The remark prompted Hoover to order a full-scale probe of the federal worker, a budget analyst at the National Labor Relations Board (NLRB). The worker was “vigorously interrogated” by FBI agents and warned of his “criminal and civil liability for the making of such statements,” the memo states. The budget analyst “appeared to be badly frightened” by the questioning and promised to never repeat the remark; the bureau’s No. 2 official, Clyde Tolson, recommended only that the analyst’s “activities” be reported to the “proper officials” at the NLRB. (“Yes,” scribbled Hoover in concurrence.)

The rumors about Hoover, a lifelong bachelor, stemmed from his unusually close relationship with Tolson, his longtime deputy. Hoover and Tolson “had lunch every day together, they drove into work every day together, they took vacations together, had dinners together,” said Charles, the Penn State historian. “When Hoover died, he willed most of his estate to Tolson. So it’s all very suggestive.”

But contrary to film lore, such as in the 2011 movie “J. Edgar” (starring Leonardo DiCaprio and directed by Clint Eastwood), Charles concludes that there is no definitive proof, one way or another, about the precise nature of their relationship — and that it ultimately doesn’t matter. “Was it gay or were they just really good friends?” he says. “Did they have a bizarre relationship that we can’t explain? We simply don’t know.”

Hoover and Toulson
Hoover and Toulson

FBI Chief J. Edgar Hoover, left,and his assistant Clyde Toulson enjoy a rolling chair ride on the boardwalk in Atlantic City, N.J. on Sept. 8, 1938. (AP Photo)

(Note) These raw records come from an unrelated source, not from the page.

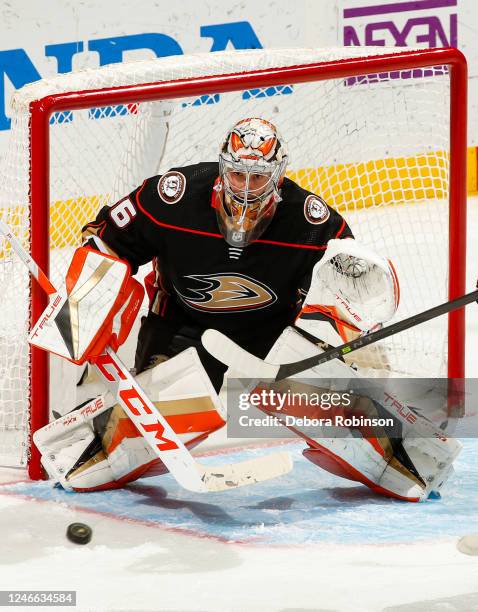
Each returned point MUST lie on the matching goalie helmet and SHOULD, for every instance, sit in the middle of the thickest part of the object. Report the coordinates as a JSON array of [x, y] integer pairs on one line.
[[252, 164]]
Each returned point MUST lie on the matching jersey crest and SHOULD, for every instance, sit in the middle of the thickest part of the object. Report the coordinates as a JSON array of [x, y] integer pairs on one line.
[[171, 186], [226, 292], [316, 210]]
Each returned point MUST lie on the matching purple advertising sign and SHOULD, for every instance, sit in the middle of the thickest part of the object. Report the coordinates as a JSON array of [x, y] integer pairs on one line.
[[422, 23]]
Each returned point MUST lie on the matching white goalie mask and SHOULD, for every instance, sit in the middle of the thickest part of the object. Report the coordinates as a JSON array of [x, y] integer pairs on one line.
[[252, 164]]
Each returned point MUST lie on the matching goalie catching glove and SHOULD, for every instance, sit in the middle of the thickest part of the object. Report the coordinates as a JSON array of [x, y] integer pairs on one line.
[[96, 307], [352, 286]]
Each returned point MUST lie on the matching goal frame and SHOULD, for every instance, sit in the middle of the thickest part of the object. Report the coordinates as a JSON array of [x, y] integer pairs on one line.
[[42, 109]]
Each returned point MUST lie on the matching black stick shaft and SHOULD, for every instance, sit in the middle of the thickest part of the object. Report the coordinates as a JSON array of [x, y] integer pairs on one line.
[[289, 369]]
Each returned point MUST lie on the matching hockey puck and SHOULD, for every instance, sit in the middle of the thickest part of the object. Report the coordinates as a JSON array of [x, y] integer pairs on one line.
[[468, 545], [79, 533]]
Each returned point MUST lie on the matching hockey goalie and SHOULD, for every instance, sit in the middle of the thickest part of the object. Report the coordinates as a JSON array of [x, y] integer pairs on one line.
[[234, 244], [354, 291]]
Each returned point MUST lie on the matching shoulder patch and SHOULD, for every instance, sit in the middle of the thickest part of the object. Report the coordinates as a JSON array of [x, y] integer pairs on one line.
[[171, 186], [315, 210]]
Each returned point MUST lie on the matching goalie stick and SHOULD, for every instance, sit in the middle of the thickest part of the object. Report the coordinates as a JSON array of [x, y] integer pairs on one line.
[[228, 352], [156, 430]]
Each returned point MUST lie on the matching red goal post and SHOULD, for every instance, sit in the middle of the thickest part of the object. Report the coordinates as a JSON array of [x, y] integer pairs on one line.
[[382, 64]]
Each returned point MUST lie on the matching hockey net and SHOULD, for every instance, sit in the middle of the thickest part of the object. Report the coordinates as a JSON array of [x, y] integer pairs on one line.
[[366, 128]]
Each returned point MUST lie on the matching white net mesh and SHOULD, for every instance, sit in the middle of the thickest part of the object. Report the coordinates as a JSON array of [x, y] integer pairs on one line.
[[374, 148]]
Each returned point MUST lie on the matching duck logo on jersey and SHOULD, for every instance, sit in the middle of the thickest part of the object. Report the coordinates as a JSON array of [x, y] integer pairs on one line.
[[226, 293], [171, 187], [316, 210]]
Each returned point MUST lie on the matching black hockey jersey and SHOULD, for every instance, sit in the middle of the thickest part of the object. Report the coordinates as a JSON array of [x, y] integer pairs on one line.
[[170, 221]]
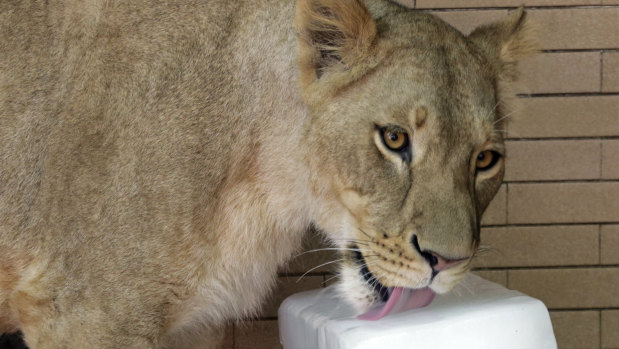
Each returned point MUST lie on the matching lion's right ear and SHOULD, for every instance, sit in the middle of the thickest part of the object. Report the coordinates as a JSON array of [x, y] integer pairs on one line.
[[336, 45], [506, 42]]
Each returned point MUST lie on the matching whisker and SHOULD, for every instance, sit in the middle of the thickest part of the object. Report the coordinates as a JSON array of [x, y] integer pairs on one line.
[[366, 234], [332, 249], [321, 265]]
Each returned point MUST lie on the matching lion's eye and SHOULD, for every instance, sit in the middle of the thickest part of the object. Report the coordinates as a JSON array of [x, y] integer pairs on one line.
[[395, 141], [486, 159]]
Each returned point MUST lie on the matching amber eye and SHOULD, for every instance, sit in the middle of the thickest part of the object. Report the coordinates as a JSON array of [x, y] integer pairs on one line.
[[396, 141], [486, 159]]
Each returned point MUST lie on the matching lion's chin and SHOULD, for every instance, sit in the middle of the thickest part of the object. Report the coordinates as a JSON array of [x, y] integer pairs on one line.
[[372, 300]]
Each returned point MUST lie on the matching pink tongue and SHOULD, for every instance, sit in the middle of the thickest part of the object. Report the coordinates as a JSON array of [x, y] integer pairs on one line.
[[400, 299]]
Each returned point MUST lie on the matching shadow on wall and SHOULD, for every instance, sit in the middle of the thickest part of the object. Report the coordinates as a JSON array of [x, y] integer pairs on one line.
[[12, 341]]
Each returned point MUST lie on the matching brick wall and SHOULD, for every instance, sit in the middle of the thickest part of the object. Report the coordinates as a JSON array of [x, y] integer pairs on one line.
[[555, 222]]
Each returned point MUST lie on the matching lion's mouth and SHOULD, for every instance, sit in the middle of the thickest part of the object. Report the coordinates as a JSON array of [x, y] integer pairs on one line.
[[393, 299]]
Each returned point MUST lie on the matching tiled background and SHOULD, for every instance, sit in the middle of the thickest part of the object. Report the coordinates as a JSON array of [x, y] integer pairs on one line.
[[555, 223]]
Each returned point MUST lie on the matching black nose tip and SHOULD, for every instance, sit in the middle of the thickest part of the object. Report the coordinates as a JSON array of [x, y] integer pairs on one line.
[[432, 259]]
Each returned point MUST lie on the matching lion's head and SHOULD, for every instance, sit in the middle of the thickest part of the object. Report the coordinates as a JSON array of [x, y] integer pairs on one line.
[[406, 138]]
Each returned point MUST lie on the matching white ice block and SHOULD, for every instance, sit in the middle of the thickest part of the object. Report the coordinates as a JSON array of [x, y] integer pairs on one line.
[[476, 314]]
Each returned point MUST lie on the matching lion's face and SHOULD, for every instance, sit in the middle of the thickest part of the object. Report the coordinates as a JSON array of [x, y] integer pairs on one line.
[[405, 157]]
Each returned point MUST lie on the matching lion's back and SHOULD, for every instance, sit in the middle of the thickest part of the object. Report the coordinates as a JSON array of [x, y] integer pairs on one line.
[[111, 109]]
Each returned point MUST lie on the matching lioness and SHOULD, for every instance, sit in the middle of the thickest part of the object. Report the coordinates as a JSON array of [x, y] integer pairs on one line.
[[160, 160]]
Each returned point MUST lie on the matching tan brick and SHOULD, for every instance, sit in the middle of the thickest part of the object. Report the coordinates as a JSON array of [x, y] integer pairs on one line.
[[576, 329], [466, 21], [565, 117], [610, 75], [570, 287], [495, 213], [539, 246], [560, 72], [498, 276], [610, 328], [609, 244], [552, 160], [313, 255], [563, 202], [257, 335], [610, 158], [577, 28], [287, 286], [498, 3]]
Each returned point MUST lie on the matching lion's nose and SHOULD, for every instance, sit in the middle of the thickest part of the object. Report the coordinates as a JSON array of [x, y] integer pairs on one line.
[[437, 263]]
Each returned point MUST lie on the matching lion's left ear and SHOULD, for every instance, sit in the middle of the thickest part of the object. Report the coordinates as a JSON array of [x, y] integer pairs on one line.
[[506, 42], [335, 45]]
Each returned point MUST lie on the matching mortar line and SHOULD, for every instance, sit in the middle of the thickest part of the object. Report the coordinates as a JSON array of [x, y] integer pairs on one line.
[[584, 138], [601, 157], [558, 224], [600, 244], [566, 94], [601, 70], [495, 8], [600, 327]]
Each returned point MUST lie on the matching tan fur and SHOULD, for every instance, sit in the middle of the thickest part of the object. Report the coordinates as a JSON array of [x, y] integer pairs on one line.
[[160, 160]]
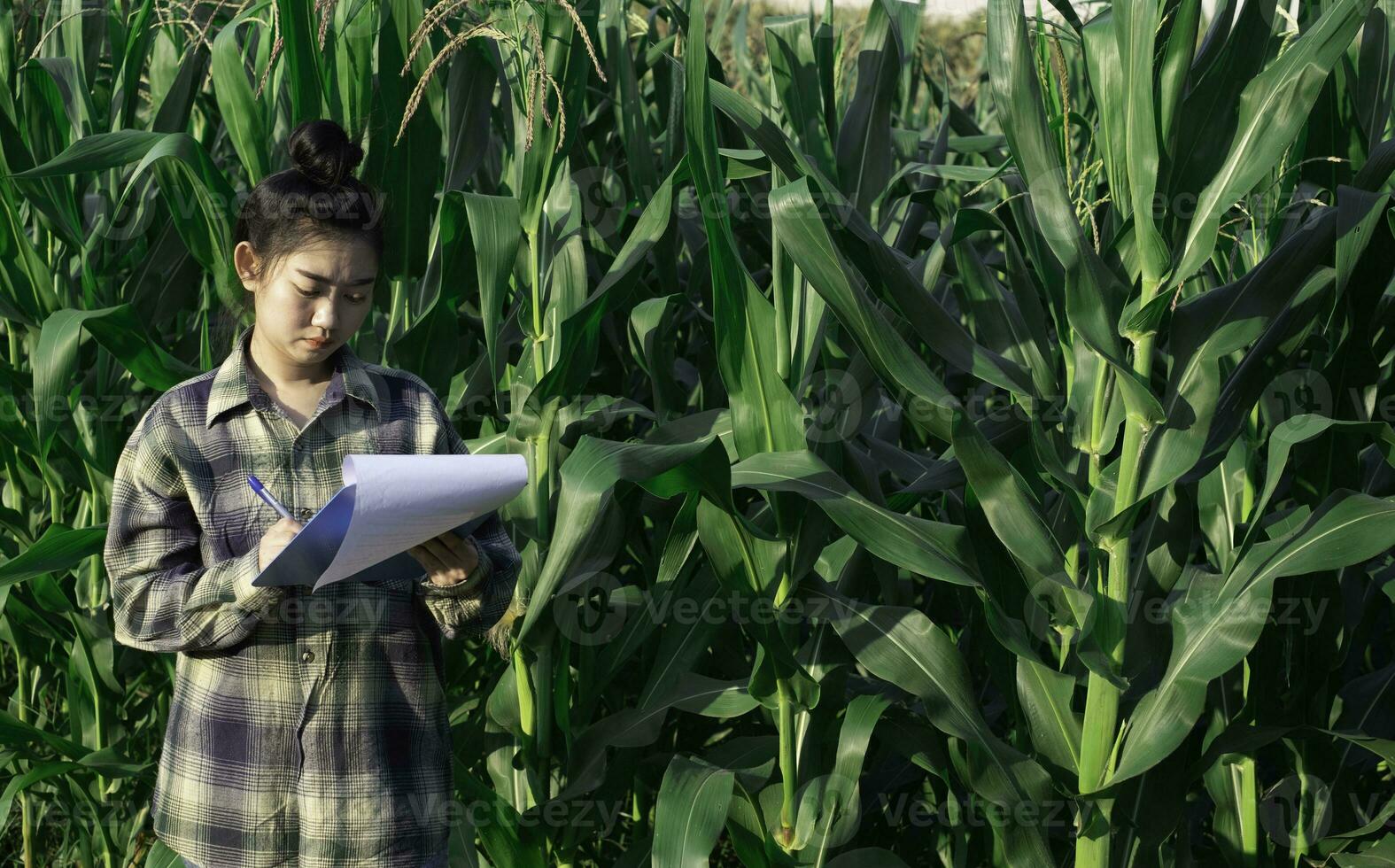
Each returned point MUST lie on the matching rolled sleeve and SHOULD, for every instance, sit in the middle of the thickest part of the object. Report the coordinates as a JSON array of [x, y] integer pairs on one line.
[[164, 596]]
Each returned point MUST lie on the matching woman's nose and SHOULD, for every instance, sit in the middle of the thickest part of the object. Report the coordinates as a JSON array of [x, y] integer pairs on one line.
[[324, 317]]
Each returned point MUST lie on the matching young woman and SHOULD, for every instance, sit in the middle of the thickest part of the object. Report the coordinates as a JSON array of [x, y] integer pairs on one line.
[[303, 730]]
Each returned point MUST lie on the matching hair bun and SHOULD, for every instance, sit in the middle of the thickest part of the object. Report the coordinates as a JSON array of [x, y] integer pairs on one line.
[[322, 152]]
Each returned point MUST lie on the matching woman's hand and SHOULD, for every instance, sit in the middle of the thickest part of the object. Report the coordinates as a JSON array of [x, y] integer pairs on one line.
[[275, 539], [446, 559]]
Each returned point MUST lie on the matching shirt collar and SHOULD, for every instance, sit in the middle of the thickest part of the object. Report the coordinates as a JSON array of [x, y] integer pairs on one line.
[[235, 383]]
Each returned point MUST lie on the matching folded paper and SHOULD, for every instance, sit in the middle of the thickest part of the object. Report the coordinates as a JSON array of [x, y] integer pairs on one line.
[[388, 504]]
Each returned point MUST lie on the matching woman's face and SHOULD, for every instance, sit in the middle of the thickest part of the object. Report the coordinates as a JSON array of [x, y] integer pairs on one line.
[[322, 292]]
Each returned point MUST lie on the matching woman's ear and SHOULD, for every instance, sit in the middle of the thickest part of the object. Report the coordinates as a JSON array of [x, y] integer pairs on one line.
[[247, 266]]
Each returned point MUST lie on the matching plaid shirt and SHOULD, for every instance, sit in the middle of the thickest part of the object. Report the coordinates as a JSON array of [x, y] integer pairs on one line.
[[303, 729]]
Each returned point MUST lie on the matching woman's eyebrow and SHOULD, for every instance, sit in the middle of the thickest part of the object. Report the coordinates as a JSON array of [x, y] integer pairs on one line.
[[324, 279]]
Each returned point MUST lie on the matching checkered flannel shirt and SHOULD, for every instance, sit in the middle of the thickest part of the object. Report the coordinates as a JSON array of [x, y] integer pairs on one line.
[[305, 730]]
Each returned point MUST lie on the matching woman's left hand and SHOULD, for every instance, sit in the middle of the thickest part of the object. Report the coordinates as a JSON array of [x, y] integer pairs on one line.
[[446, 559]]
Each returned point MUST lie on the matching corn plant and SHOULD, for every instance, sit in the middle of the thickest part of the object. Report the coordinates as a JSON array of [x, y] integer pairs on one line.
[[949, 444]]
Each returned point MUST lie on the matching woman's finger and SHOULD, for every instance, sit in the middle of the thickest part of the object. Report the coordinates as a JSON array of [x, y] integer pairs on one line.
[[448, 555], [427, 559]]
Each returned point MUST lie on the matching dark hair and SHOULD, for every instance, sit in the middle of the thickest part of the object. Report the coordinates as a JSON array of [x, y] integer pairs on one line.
[[317, 197]]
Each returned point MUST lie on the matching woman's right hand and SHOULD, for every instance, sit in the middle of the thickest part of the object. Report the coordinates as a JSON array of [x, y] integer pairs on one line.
[[275, 539]]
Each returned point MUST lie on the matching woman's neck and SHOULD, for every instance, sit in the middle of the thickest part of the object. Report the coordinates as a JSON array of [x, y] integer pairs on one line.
[[282, 375]]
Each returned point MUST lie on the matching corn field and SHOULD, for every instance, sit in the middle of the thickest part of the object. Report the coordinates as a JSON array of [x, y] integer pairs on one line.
[[946, 446]]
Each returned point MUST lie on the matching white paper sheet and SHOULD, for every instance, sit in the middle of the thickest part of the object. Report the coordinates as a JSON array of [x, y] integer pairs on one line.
[[388, 504]]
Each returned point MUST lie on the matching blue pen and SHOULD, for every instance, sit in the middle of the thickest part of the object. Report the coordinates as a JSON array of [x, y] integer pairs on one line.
[[262, 492]]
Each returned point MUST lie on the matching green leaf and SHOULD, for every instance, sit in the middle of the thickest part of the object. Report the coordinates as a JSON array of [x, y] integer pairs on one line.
[[1221, 618], [60, 547], [689, 812]]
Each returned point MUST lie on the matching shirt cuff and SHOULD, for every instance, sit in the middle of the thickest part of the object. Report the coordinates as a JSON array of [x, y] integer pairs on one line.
[[250, 598]]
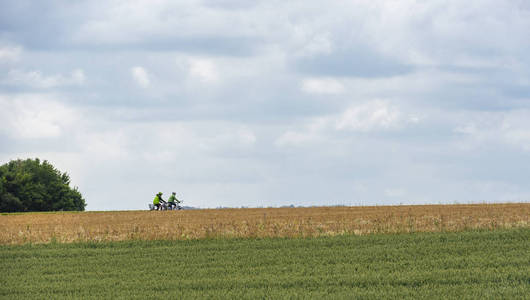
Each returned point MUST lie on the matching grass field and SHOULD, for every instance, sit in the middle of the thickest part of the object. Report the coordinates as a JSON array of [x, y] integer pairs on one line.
[[464, 265], [257, 222]]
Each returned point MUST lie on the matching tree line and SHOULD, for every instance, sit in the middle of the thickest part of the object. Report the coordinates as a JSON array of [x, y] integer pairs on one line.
[[35, 185]]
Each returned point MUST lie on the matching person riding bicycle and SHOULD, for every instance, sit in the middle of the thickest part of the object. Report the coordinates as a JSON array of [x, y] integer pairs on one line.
[[157, 200], [173, 201]]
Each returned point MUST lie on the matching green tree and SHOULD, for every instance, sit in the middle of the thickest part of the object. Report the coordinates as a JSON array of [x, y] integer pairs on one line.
[[32, 185]]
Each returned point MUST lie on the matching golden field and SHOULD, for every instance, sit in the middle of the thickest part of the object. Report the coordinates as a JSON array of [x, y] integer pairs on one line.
[[256, 222]]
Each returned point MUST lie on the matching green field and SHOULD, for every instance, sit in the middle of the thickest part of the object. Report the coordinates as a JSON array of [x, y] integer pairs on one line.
[[474, 264]]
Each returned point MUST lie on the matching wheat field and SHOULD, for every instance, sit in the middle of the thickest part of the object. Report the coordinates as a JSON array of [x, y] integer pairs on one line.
[[65, 227]]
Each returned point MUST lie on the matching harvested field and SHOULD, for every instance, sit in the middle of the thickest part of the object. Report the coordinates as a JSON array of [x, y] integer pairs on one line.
[[257, 222]]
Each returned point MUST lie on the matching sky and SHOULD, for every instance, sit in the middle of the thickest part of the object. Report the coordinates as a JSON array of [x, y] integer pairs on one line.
[[270, 103]]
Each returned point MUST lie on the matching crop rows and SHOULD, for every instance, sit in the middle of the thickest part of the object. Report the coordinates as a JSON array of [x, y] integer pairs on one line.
[[464, 265], [257, 222]]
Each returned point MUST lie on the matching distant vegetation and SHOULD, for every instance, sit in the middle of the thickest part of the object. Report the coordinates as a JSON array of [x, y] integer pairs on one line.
[[32, 185], [464, 265], [258, 222]]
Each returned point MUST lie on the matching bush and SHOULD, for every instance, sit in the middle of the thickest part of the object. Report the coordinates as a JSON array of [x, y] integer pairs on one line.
[[32, 185]]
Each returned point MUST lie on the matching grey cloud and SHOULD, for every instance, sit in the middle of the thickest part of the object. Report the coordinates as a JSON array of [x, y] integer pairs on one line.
[[351, 63]]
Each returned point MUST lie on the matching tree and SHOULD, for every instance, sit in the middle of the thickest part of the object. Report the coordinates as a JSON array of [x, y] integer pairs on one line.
[[32, 185]]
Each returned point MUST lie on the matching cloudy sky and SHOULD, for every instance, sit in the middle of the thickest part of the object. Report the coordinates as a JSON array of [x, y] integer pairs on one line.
[[271, 103]]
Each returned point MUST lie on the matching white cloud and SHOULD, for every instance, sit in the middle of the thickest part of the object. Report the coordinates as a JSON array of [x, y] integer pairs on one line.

But what we do know now, says Charles, is that the FBI’s “sex deviates” program continued for years and had a real-life impact on tens of thousands of federal workers. His book documents how the FBI recruited informants to spy on the first gay activist groups in the 1960s. The bureau also expanded its efforts to collect and disseminate the names of gays beyond those employed in the U.S. government to also include academics at universities and officers in local police departments.

After serving as FBI director for 37 years, under six presidents, Hoover died in May 1972. It was not until December 1977, after a series of post-Watergate reforms that included an expanded Freedom of Information Act, that the bureau sought permission from the National Archives to destroy its “sex deviates” files.

“[These records] contain massive amounts of material that relate to matters of individual sexual conduct and thus seem to infringe on personal privacy,” wrote a bureau official in the Records Disposition Division in amemo describing the cache of material to be destroyed. “In addition, portions of this material involve unsubstantiated accusations and allegations.”

Since then, the FBI — along with the rest of the country — has changed substantially on all matters relating to sexual orientation. The FBI now has an LGBT program and sponsors LGBT Pride Month events. Director Jim Comey recently added “diversity” to the list of FBI “core values” and, in a recent email, made it clear he meant that to include accepting gays and lesbians.

When one FBI employee raised questions about the extent of the bureau’s LGBT outreach and expressed his discomfort, Comey wrote back a lengthy response defending the bureau’s efforts as an important “signal” to “gay and lesbian colleagues.”

“The goal should be to show current and potential employees that we are a welcoming family that cares about all our folks, regardless of who they love,” Comey wrote.

The email went out to all FBI employees from Comey’s office — at the J. Edgar Hoover Building.